HOOFDSTUK 1: ALGEMENE BEPALINGEN.

Artikel 1: Begripsomschrijvingen.

In deze regeling wordt verstaan onder:

  • a.

    het openbaar lichaam: het openbaar lichaam als bedoeld in artikel 2 van deze regeling;

  • b.

    regeling: de onderhavige gemeenschappelijke regeling

  • c.

    wet: de Wet gemeenschappelijke regelingen;

  • d.

    samenwerkingsmodule: een belang dat de gemeenschappelijke regeling behartigt en

waarvoor een deelnemende gemeente al dan niet taken en bevoegdheden overdraagt;

  • e.

    raad: een gemeenteraad van de deelnemende gemeenten;

  • f.

    college: een college van burgemeester en wethouders van de deelnemende gemeenten;

  • g.

    gedeputeerde staten: gedeputeerde staten van Zuid-Holland;

  • h.

    uitvoeringsregeling: de regeling die verandering kan aanbrengen in de overgedragen

bevoegheden.

Artikel 2: Openbaar lichaam.

1.Er is een openbaar lichaam, genaamd “Gemeenschappelijke regeling werkbedrijven

Kust-, Duin- en Bollenstreek (GR KDB)”

2.Het openbaar lichaam bezit rechtspersoonlijkheid en is gevestigd in de gemeente

Teylingen.

Artikel 3: Bestuursorganen.

De gemeenschappelijke regeling kent de volgende bestuursorganen:

  • a.

    het algemeen bestuur;

  • b.

    het dagelijks bestuur;

  • c.

    de voorzitter.

HOOFDSTUK 2: BELANGEN, TAKEN EN BEVOEGDHEDEN .

Artikel 4: Belangen.

De regeling behartigt de belangen van de deelnemende gemeenten op het gebied van het uitvoeren van de Wet sociale werkvoorziening, de participatievoorziening beschut werk als bedoeld in artikel 10b van de Participatiewet en het plaatsen van werkzoekenden, al dan niet met een arbeidsbeperking, bij werkgevers.

Artikel 5 : Taken.

1.A. Samenwerkingsmodule sociale werkvoorziening.

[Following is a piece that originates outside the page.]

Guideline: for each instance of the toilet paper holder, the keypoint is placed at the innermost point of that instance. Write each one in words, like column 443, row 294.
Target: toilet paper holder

De regeling heeft binnen deze module tot taak de uitvoering van de Wet sociale

werkvoorziening.

B.Samenwerkingsmodule participatievoorziening beschut werken.

B. De regeling heeft binnen deze module tot taak de uitvoering van de participatie-

voorziening beschut werken, als bedoeld in artikel 10 b van de Participatiewet.

C.Samenwerkingsmodule servicepunt werk.

C. De regeling heeft binnen deze module tot taak het plaatsen van werkzoekenden, al

dan niet met een arbeidsbeperking, bij werkgevers.

2.De colleges besluiten, na toestemming van de raden, per samenwerkingsmodule of

zij hieraan deelnemen.

3.De colleges kunnen, na toestemming van de raden en met betrekking tot de belangen, bedoeld in artikel 4, besluiten voor andere taken, dan in het eerste lid genoemd, samenwerkingsmodules toe te voegen. De toevoeging van een samenwerkingsmodule geschiedt door middel van een wijziging van de regeling.

Artikel 6 : Bevoegdheden.

1.Teneinde de belangen, genoemd in artikel 4, te kunnen verwezenlijken, zijn de

bevoegdheden van de colleges, ieder voor zover zij deelnemen aan de

samenwerkingsmodules, uit de Wet sociale werkvoorziening, alsmede uit de

Participatiewet, voor zover deze betrekking hebben op de arbeidsinschakeling,

overgedragen aan het bestuur van de regeling.

2.Het algemeen bestuur kan in een uitvoeringsregeling verandering aanbrengen in

de bevoegdheden, bedoeld in het eerste lid.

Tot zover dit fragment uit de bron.